Research by insurers Saga revealed that 2.3m over 50s are planning to drive their car abroad this year. Whilst most will by now be aware of the need to take warning triangles and reflective jackets with them to drive on the continent, some 1.8m may still fall foul of the latest French driving regulations.

Only 8% of over 50s planning on driving in France this year plan to take a breathalyser with them, which means the vast majority could find themselves in trouble with the French authorities.

Roger Ramsden, chief executive at Saga Services, said: “There needs to be a huge drive to make people aware of this new law, whilst 98% of us now know that we ought to pack a warning triangle when we drive in France, only 8% plan to take a breathalyser. For many British motorists the French welcome this summer may be less ooh la la and more oh my god as they present you with an €11 fine.”

From the 1st of July, drivers in France will be required to have an unused breathalyser that conforms to French standards, with them in the car. Breathalyser kits cost around £2 each, but the fine for not having one will set people back €11, this could leave the over 50s facing up to €20m in French fines this year.

The French requirement is to carry one breathalyser at all times, however Saga is advising people to take two, in case of emergency situations.

Saga also advises that all motorists planning to drive on the continent should check the rules of the road for each country they plan to drive through.
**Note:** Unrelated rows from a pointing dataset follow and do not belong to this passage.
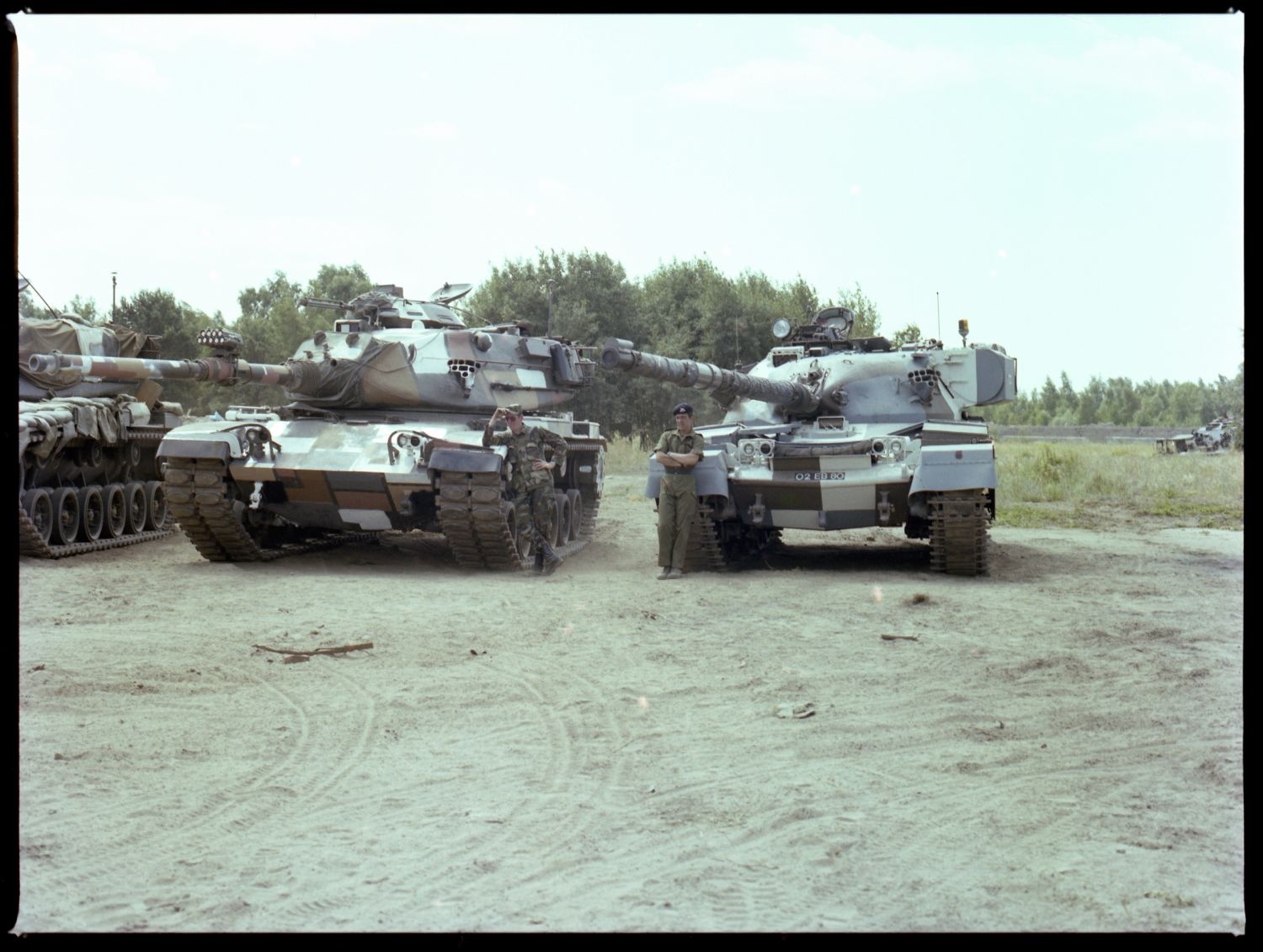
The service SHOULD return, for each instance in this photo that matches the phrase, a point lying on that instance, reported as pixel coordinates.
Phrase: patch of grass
(1094, 484)
(624, 457)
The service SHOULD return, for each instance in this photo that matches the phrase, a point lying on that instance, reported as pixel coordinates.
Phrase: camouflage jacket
(676, 442)
(525, 449)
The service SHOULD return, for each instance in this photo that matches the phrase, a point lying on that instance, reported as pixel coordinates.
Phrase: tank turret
(88, 476)
(383, 432)
(835, 432)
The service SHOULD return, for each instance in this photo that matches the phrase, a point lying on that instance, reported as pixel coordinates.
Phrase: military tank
(383, 436)
(88, 472)
(838, 432)
(1215, 436)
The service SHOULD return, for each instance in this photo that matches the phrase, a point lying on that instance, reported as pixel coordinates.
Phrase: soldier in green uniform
(532, 476)
(679, 449)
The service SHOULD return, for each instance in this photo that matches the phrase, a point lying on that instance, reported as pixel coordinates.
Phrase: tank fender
(711, 475)
(206, 446)
(950, 467)
(464, 460)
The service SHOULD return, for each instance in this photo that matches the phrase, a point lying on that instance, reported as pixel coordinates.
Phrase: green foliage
(1094, 484)
(158, 312)
(868, 321)
(681, 310)
(1119, 402)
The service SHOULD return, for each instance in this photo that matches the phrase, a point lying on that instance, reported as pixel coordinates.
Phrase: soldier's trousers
(677, 507)
(538, 505)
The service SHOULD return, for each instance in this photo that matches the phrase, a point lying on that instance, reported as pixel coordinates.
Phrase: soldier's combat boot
(551, 560)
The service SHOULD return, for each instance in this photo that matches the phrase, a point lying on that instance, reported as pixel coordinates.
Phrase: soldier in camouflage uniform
(532, 476)
(679, 449)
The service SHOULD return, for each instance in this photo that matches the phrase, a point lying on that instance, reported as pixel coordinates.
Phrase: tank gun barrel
(727, 386)
(325, 303)
(217, 370)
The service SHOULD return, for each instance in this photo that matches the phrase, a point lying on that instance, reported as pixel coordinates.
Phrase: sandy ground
(1060, 747)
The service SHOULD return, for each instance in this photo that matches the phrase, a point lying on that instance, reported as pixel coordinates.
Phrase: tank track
(704, 552)
(474, 518)
(957, 532)
(30, 543)
(199, 500)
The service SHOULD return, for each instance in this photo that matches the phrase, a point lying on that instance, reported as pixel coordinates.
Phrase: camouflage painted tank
(833, 432)
(384, 433)
(88, 476)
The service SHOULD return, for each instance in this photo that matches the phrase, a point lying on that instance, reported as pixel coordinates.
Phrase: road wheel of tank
(38, 504)
(115, 510)
(576, 512)
(156, 505)
(91, 513)
(66, 513)
(562, 507)
(138, 508)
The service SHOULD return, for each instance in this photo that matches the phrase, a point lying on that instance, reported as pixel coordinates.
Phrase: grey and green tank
(88, 471)
(836, 432)
(383, 433)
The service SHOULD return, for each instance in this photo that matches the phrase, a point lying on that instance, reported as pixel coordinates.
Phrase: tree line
(681, 310)
(1121, 402)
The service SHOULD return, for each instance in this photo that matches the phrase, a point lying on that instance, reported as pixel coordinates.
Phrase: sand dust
(1058, 750)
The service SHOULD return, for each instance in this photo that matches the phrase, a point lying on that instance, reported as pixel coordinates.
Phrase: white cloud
(1142, 65)
(434, 131)
(552, 187)
(274, 35)
(131, 68)
(1172, 128)
(833, 66)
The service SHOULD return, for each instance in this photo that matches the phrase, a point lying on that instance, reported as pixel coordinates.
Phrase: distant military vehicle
(384, 433)
(88, 476)
(1215, 436)
(838, 432)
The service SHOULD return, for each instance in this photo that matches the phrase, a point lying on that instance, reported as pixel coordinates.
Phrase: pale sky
(1071, 184)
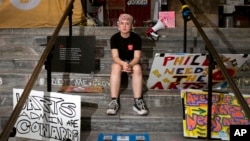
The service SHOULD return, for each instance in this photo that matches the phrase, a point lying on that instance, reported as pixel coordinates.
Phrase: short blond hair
(127, 17)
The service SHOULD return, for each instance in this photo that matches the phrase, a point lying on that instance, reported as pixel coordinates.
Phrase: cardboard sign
(183, 70)
(49, 116)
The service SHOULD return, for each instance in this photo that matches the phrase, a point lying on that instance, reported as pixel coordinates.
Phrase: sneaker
(112, 107)
(140, 107)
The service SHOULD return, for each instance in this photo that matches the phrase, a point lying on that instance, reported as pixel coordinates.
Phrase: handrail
(19, 106)
(219, 62)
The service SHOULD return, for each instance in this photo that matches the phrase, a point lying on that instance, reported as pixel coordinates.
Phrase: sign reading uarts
(49, 116)
(183, 70)
(226, 111)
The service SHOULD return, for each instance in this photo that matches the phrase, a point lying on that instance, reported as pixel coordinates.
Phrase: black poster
(73, 54)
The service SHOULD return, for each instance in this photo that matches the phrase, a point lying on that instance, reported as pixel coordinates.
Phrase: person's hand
(127, 68)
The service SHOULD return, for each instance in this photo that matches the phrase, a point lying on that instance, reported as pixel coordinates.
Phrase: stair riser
(130, 125)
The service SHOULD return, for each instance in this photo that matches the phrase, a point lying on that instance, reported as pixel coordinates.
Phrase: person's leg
(137, 80)
(115, 79)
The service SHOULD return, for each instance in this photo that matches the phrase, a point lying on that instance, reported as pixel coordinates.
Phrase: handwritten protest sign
(49, 116)
(225, 108)
(183, 70)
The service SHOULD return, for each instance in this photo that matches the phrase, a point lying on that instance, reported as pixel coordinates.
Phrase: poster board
(226, 111)
(49, 116)
(73, 54)
(190, 71)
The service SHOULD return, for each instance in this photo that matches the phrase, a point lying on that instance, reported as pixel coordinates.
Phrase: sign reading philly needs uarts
(183, 70)
(49, 116)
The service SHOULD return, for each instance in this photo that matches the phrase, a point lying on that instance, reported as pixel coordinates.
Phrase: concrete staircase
(20, 50)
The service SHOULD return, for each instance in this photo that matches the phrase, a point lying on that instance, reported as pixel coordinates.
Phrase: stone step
(164, 106)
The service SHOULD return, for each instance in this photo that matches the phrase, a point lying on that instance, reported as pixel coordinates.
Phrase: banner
(49, 116)
(190, 71)
(225, 110)
(36, 13)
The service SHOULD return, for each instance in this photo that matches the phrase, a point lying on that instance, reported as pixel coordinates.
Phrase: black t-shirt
(126, 46)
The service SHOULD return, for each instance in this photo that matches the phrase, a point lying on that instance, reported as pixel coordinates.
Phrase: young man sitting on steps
(126, 54)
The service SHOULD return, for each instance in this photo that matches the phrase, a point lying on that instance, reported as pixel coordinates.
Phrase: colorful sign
(225, 108)
(36, 13)
(183, 70)
(49, 116)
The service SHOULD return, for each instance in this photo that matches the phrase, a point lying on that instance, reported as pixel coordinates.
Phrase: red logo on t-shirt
(130, 47)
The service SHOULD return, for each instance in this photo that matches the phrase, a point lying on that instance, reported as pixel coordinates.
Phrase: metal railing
(19, 106)
(187, 15)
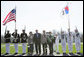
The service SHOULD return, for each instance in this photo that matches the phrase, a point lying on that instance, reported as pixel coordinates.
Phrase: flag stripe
(10, 17)
(6, 17)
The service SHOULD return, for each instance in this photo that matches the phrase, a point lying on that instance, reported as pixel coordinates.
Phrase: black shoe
(78, 52)
(15, 53)
(23, 53)
(6, 53)
(64, 54)
(58, 53)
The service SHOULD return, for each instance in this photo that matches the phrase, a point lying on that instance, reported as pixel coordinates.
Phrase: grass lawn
(12, 49)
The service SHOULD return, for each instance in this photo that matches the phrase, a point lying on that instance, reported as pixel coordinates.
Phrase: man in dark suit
(37, 41)
(24, 41)
(16, 41)
(7, 40)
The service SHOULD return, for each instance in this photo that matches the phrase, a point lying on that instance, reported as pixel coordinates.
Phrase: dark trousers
(51, 48)
(38, 48)
(44, 48)
(30, 49)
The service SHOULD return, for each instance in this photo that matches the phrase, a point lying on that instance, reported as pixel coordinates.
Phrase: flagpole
(68, 22)
(5, 30)
(15, 19)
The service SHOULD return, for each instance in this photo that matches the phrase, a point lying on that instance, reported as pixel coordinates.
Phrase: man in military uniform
(37, 41)
(15, 41)
(7, 40)
(70, 41)
(57, 42)
(30, 43)
(63, 42)
(24, 41)
(77, 41)
(44, 42)
(50, 43)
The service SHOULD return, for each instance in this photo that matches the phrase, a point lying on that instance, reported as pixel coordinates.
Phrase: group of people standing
(45, 40)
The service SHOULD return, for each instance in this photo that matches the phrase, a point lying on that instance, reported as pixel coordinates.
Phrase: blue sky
(42, 15)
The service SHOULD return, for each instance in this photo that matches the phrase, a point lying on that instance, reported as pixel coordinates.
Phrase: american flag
(10, 17)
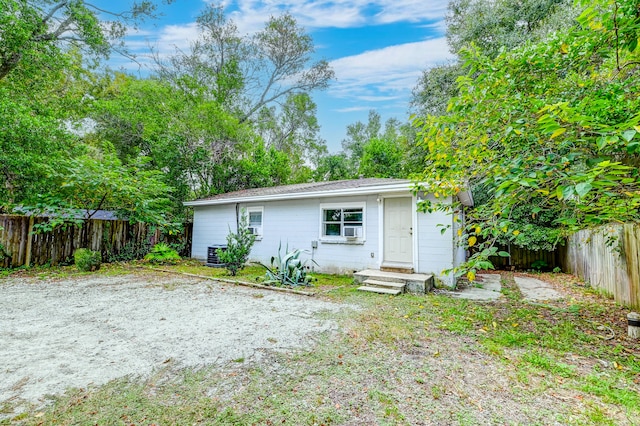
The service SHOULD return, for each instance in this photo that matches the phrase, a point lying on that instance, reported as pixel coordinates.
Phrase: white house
(346, 226)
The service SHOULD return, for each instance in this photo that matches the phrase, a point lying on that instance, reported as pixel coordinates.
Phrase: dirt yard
(62, 333)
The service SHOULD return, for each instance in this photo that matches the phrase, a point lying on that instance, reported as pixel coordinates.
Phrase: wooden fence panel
(56, 247)
(523, 259)
(608, 258)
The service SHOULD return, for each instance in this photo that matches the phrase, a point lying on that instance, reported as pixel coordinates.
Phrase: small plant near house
(161, 254)
(287, 270)
(238, 248)
(87, 260)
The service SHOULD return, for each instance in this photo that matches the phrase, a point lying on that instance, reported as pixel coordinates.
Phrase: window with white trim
(342, 222)
(255, 220)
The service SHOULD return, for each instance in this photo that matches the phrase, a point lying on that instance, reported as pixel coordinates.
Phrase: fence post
(27, 261)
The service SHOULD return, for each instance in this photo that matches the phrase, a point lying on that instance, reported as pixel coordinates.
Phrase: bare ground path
(62, 333)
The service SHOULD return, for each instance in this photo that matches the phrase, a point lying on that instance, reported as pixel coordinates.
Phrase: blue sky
(377, 48)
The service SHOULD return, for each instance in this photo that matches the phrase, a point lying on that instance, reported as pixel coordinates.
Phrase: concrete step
(384, 284)
(414, 283)
(391, 291)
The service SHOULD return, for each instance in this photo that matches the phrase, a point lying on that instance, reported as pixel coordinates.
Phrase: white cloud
(388, 72)
(251, 14)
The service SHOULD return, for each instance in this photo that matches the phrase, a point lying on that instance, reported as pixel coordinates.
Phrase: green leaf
(628, 135)
(558, 132)
(583, 189)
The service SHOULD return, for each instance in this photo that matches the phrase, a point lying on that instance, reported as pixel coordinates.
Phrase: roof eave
(375, 189)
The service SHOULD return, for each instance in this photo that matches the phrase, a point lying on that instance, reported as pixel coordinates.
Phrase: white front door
(398, 230)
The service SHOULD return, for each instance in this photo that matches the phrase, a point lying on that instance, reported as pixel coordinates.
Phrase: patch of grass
(547, 363)
(398, 361)
(612, 387)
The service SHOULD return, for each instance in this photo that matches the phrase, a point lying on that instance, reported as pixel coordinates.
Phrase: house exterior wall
(297, 223)
(210, 227)
(436, 250)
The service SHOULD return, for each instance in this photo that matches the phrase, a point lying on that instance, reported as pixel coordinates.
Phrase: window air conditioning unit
(352, 231)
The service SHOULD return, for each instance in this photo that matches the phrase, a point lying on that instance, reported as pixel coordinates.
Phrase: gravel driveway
(73, 332)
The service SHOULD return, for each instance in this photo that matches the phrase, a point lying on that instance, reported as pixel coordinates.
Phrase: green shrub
(238, 248)
(287, 270)
(161, 253)
(87, 260)
(540, 265)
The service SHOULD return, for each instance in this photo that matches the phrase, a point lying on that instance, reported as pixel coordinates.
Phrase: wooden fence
(114, 239)
(608, 258)
(523, 259)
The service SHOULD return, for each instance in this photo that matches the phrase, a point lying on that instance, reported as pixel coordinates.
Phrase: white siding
(435, 249)
(210, 227)
(297, 223)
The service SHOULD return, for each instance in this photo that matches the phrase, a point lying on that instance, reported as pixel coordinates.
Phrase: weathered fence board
(608, 258)
(110, 237)
(522, 259)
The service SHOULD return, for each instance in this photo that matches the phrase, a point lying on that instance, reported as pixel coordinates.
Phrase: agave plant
(287, 269)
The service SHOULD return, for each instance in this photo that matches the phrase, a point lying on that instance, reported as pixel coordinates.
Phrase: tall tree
(492, 26)
(550, 130)
(248, 73)
(34, 31)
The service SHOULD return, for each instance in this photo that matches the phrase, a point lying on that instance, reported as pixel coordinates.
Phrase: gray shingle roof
(319, 187)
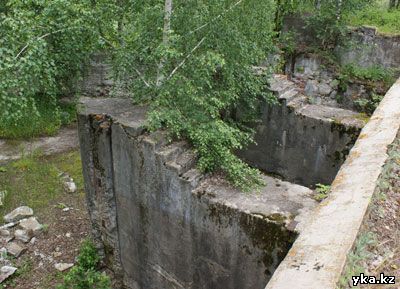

A warning triangle, reflective jacket and a first aid kit are required in most EU countries, but rules on speed limits, safe alcohol limits and many other driving laws vary from country to country.

These new measures are being taken out by the French authorities in a bid to cut down on drink driving, however research by the Institute of Advanced Motorists (IAM), show that 82% of people set to head to the continent think that the new regulations will have no effect on reducing drink driving.

Only 13% said that the new regulations will reduce people driving over the limit, and 70% said that drivers will only carry them to comply with the law, and will not change their behaviour.

Despite a general scepticism about the impact these new regulations will have, according to the IAM, compliance is set to be high. IAM advises that the easiest way to tell if the breathalyser complies with the French legislation is to make sure it has the blue circular NF logo, the French equivalent of the BSI kite mark in the UK.